Her life story could read like one of those history books she loves.

Named after her father, Charles, Charlessa Bristol Stark was born in Duluth, Minn., Feb. 9, 1898. She moved with her family to Minneapolis in 1912.

Shortly after World War I, she fell in love with John David Wiggins, a Marine who served on the front lines of France and Germany.

"I met him when he was still in uniform, " she recalled.

They married in 1928. During the Great Depression, she remembers the men who would knock on her door and ask for food.

"The men would travel by freight train from one town to another. They'd mark a cross on the steps - we didn't know about that at the time - showing that our house was a place where you could get a meal. Many of them would come to the back door. I would feed them in return for them digging in the garden or something like that."

Along with raising sons David and Peter, she was also an activist for women's rights, belonged to several study groups, traveled extensively and volunteered all her adult life.

Volunteering for the University of Minnesota International Department in the '50s in conjunction with the State Department in Washington D.C., she and others would play host to visitors from faraway places.

"Some very important people would come, some for business and some for pleasure. I met many, many interesting people," she recalled.

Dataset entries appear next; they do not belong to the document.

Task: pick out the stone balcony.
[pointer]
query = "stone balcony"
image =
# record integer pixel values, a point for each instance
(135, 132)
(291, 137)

Also during the '50s, while she was working as a volunteer for St. Mark's Episcopal Church in Minneapolis, she made an important discovery when she found some books and records in the basement of the diocese. They were going to be thrown out.

The items turned out to be very significant and valuable historical records of Bishop Henry B. Whipple, who was elected the first Episcopal bishop of Minnesota in 1859.

Contained in this cache of documents were records dealing with the Indians, diaries, accounts, baptismal registries and other important records.

"I had charge of them for about 10 years," she said, proud of her stewardship of the documents, many of which are now in place at the National Episcopal Cathedral in Washington, D.C.

Charlessa's husband, John, died in 1971. She lived in Minneapolis until 2004 when she moved to Wisconsin to be closer to family. When her son David passed away in May, she came to The Meadows in Glen Ellyn to be closer to Peter, who lives in St. Charles with his wife, Patricia.

Now her family includes two grandchildren, Peter Wiggins Jr. and Sheryl Adkins, as well as three great-grandchildren and three great-great-grandchildren.

The Wiggins matriarch likes to look back, but it pleases her to look forward as well. In fact, she has plans to travel when the weather gets warmer.

"We have friends in Door County," she said. "I'm hoping to go there this summer."

She would also like to head back to Duluth where she was born.

"We try to get up there every year," she said, laughing as she described a visit to Duluth some years ago when she decided on a whim to revisit her childhood home.

"We rang the doorbell and told them I was born there," she said.

The man who answered was taken by surprise. "He looked at me and at my gray hair and said, 'I didn't realize this house was that old.' "

Oldest Americans

The Gerontology Research Group keeps track of supercentenarians, those who are at least 110 years old. These are the oldest people in the United States.

114 years old:

• Edna Parker, Indiana

113 years old

•Arbella Ewing, Texas

•Gertrude Baines, California

• Catherine Hagel, Minnesota

112 years old

• Beatrice Farve, Georgia

• Elizabeth Stefan, Connecticut

• Mary J. Ray, New Hampshire

• Olivia P. Thomas, New York

• Neva Morris, Iowa

• Maggie Renfro, Louisiana

111 years old

• C. Letitia Lawson, Iowa

• George Francis, California

• Helen Johnson, Oregon

• Eunice Sanborn, Texas

• Florence Busch, Wisconsin

• Besse Cooper, Georgia

• Berta Rosenberg, New York

• Walter Breuning, Montana

• Walter Seward, New Jersey

• Nellie Jones, Michigan

• Beatrice Cooper, Michigan

110 years old

• Hattie Lafayette, Michigan

• Mississippi Wynn, Louisiana

• Dina Manfredini, Iowa

• Viola Koch, California

• M. Chrissie Martenstein, California

• Mary Gentry, Alabama

• Ella Schuler, Kansas

• Ethel Johnson, Ohio

• Noemi Anderson, California

• Ruth M. Lincoln, Arkansas

• Harvey Hite, Indiana

* Researches will have to validate Charlessa Wiggins' date of birth before she can be added to this list.